Comparative effectiveness research has been pushed as one significant method to ensure only appropriate care is delivered, presumably lowering costs and improving quality. A Wall Street Journal article demonstrates how hard that may be to achieve in practice. (WSJ Article) The Journal article focuses on stents and a trial which showed they had little benefit for certain patients as opposed to treatment with drugs. If the trial’s results were used to guide medical care, as much as $5 billion a year could be saved. Doctors, however, have every financial incentive to keep using the stents (the average interventional cardiologist makes $500,000 a year) and the stent manufacturers are certainly not going to discourage their use. As the article notes, unless policymakers provide payers with cover for using the results of trials, it will be hard for them to take on physicians and product companies over appropriate care issues.
Another Wall Street Journal article describes a new blood test that will help guide cancer treatment. (WSJ Article) One of the significant hurdles to effective cancer treatment is deciding when it is or isn’t likely that a patient has been cured or is likely to relapse. Knowing the answer can help avoid unnecessary chemo or radiation therapy or ensure that a patient’s disease is treated aggressively. Researchers at Johns Hopkins used the DNA from a patient’s cancer cells to determine whether the cancer had likely been eradicated. The genetic test looked specifically at certain code rearrangements and found a clear correlation with the cancer status. The ability to use such tests in routine clinical practice is facilitated by the sharp fall in the cost of sequencing.
A study published in the Public Library of Science Medicine examines whether greater use of value based insurance designs could improve health and reduce health. (PLoS Study) The essence of such designs is that treatments shown to be cost effective and health improving would have reduced patient cost sharing and those that do not fit this category would have higher copays and deductibles. The study used a model to see what the likely effect of widespread use of this benefit design would be. The most interesting finding may be that about 60% of health expenditures are on low-value services. The study concludes that value based insurance design could improve health and savings used to expand access without increasing costs.

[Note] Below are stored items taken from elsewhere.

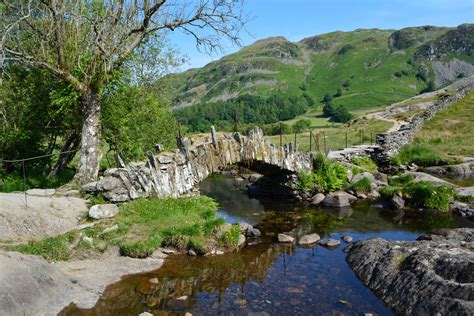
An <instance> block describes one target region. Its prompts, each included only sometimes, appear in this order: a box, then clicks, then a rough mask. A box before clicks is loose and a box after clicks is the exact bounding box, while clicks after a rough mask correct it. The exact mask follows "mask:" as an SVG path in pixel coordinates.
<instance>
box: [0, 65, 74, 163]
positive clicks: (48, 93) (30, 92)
mask: <svg viewBox="0 0 474 316" xmlns="http://www.w3.org/2000/svg"><path fill="white" fill-rule="evenodd" d="M8 71H9V76H6V77H5V80H4V81H3V83H2V84H1V85H0V126H1V131H0V132H1V136H0V158H4V159H21V158H26V157H33V156H40V155H45V154H50V153H52V152H53V150H54V149H56V148H57V146H58V143H59V141H60V140H62V143H63V146H62V148H61V149H62V150H63V151H67V150H74V149H77V148H78V147H79V139H80V137H79V136H80V113H79V111H78V109H77V107H76V106H75V105H76V94H75V92H74V91H73V90H72V89H71V88H70V87H69V86H68V85H67V84H64V83H63V82H61V81H60V80H58V79H56V78H55V77H53V76H52V75H50V74H49V73H48V72H46V71H43V70H41V69H36V68H31V67H24V66H20V65H9V66H8ZM73 156H74V154H69V155H67V157H66V156H65V157H64V158H67V159H65V160H64V159H63V157H60V158H61V159H60V160H61V161H63V160H64V161H65V162H66V164H67V162H69V160H70V159H71V158H72V157H73ZM38 162H41V163H42V164H43V165H49V164H50V163H51V159H50V158H49V157H45V158H44V159H42V160H41V161H31V162H29V167H31V166H32V165H34V164H36V163H38ZM16 167H19V166H15V165H13V164H5V165H4V170H5V171H7V172H13V171H15V168H16ZM43 169H44V168H43ZM41 171H44V170H41Z"/></svg>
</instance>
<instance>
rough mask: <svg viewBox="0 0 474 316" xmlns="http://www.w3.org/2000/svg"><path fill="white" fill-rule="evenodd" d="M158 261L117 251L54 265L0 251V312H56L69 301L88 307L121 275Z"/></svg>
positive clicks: (89, 307) (63, 306)
mask: <svg viewBox="0 0 474 316" xmlns="http://www.w3.org/2000/svg"><path fill="white" fill-rule="evenodd" d="M162 263H163V260H162V259H132V258H127V257H119V256H118V250H117V254H116V255H111V254H110V253H107V252H106V254H104V255H103V258H101V259H96V260H80V261H72V262H60V263H56V264H51V263H48V262H46V261H45V260H44V259H43V258H41V257H38V256H32V255H23V254H20V253H16V252H0V288H1V289H2V295H0V315H57V314H58V313H59V312H60V311H61V310H62V309H64V308H65V307H67V306H68V305H70V304H71V303H75V304H76V305H77V306H78V307H79V308H91V307H93V306H94V305H95V304H96V302H97V300H98V299H99V297H100V295H102V293H103V291H104V290H105V288H106V287H107V286H108V285H110V284H111V283H114V282H117V281H119V280H120V278H121V277H122V276H123V275H128V274H134V273H141V272H147V271H152V270H155V269H158V268H159V267H160V266H161V265H162Z"/></svg>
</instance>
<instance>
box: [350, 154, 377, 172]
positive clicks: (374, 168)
mask: <svg viewBox="0 0 474 316" xmlns="http://www.w3.org/2000/svg"><path fill="white" fill-rule="evenodd" d="M351 162H352V163H353V164H354V165H356V166H359V167H361V168H362V169H365V170H367V171H369V172H372V173H374V172H377V165H376V164H375V162H374V161H373V160H372V159H370V158H368V157H356V158H353V159H352V161H351Z"/></svg>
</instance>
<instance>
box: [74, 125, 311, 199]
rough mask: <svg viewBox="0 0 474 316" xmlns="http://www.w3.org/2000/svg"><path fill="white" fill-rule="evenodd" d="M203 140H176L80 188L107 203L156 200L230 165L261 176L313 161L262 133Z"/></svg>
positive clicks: (257, 133)
mask: <svg viewBox="0 0 474 316" xmlns="http://www.w3.org/2000/svg"><path fill="white" fill-rule="evenodd" d="M203 138H204V141H201V142H196V143H193V144H189V142H190V139H185V138H179V139H178V144H179V149H178V150H175V151H174V152H172V153H167V152H163V153H159V154H156V155H153V154H151V153H148V159H147V160H146V161H142V162H133V163H130V164H128V165H127V166H125V168H112V169H107V170H106V171H105V172H104V176H103V177H101V178H100V179H99V180H98V181H96V182H92V183H89V184H86V185H84V186H83V187H82V190H83V191H86V192H99V193H101V194H102V195H103V196H104V197H105V198H106V199H107V200H109V201H112V202H125V201H129V200H132V199H137V198H143V197H149V196H158V197H179V196H183V195H186V194H189V193H191V192H192V191H193V190H195V188H196V186H197V185H198V184H199V182H201V181H202V180H204V179H205V178H207V177H208V176H209V175H210V174H212V173H215V172H217V171H219V170H222V169H223V168H225V167H226V166H229V165H233V164H240V165H244V166H246V167H247V168H249V169H251V170H255V171H257V172H259V173H262V174H264V175H273V174H276V173H280V174H281V173H297V172H299V171H303V170H310V169H311V167H312V157H311V154H309V153H303V152H299V151H297V150H296V149H295V148H293V146H292V144H287V145H285V146H283V147H277V146H275V145H273V144H271V143H270V141H269V140H268V139H267V138H266V137H264V135H263V132H262V130H261V129H258V128H256V129H254V130H251V131H250V132H249V134H248V135H247V136H243V135H241V134H240V133H221V134H219V135H218V134H217V133H216V132H215V130H214V129H213V132H212V133H211V134H210V135H209V136H208V137H203Z"/></svg>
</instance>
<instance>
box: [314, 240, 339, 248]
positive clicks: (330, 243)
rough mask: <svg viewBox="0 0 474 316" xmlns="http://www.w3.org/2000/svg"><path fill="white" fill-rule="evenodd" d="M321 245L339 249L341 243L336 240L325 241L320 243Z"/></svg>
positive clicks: (323, 240) (322, 241)
mask: <svg viewBox="0 0 474 316" xmlns="http://www.w3.org/2000/svg"><path fill="white" fill-rule="evenodd" d="M319 244H320V245H321V246H324V247H338V246H339V245H340V244H341V242H340V241H339V240H336V239H323V240H321V241H320V242H319Z"/></svg>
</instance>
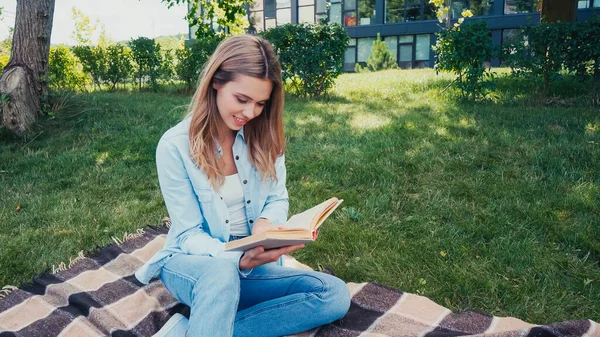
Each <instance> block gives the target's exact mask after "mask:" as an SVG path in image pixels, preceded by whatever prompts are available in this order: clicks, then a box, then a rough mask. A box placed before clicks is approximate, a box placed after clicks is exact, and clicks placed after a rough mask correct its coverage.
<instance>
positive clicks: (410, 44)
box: [400, 44, 412, 62]
mask: <svg viewBox="0 0 600 337" xmlns="http://www.w3.org/2000/svg"><path fill="white" fill-rule="evenodd" d="M411 61H412V44H405V45H402V46H400V62H411Z"/></svg>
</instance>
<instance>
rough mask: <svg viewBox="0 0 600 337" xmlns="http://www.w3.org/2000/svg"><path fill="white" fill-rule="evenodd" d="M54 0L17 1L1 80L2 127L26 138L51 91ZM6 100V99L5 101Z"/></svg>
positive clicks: (53, 15)
mask: <svg viewBox="0 0 600 337" xmlns="http://www.w3.org/2000/svg"><path fill="white" fill-rule="evenodd" d="M54 2H55V0H17V12H16V21H15V30H14V35H13V44H12V50H11V55H10V60H9V61H8V64H7V65H6V67H5V68H4V73H3V74H2V77H0V93H1V94H2V95H3V99H2V124H4V127H5V128H6V129H8V130H10V131H12V132H13V133H15V134H17V135H20V136H23V135H25V134H26V133H27V132H28V131H29V129H30V127H31V125H32V124H33V123H35V121H37V118H38V115H39V111H40V110H41V108H42V99H46V98H47V91H48V83H47V78H48V54H49V53H50V34H51V33H52V18H53V16H54ZM4 97H6V99H4Z"/></svg>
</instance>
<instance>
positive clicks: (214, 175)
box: [188, 35, 285, 189]
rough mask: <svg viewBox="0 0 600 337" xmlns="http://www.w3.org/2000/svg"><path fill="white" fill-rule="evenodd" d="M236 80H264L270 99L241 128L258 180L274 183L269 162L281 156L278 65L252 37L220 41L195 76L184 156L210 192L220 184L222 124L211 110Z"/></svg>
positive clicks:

A Journal of the American Medical Association commentary recommends use of population-wide improvement measures and programs as a method to improve quality and coordination of care. (JAMA Commentary) The author believes that focusing only on incentive programs aimed at individual hospitals or physicians, an opportunity is being missed. Incentives that are measured by improvement in all persons in a geographic area would force greater cooperation and lead to better care for more people. Regional and provider variation in care would also likely be reduced.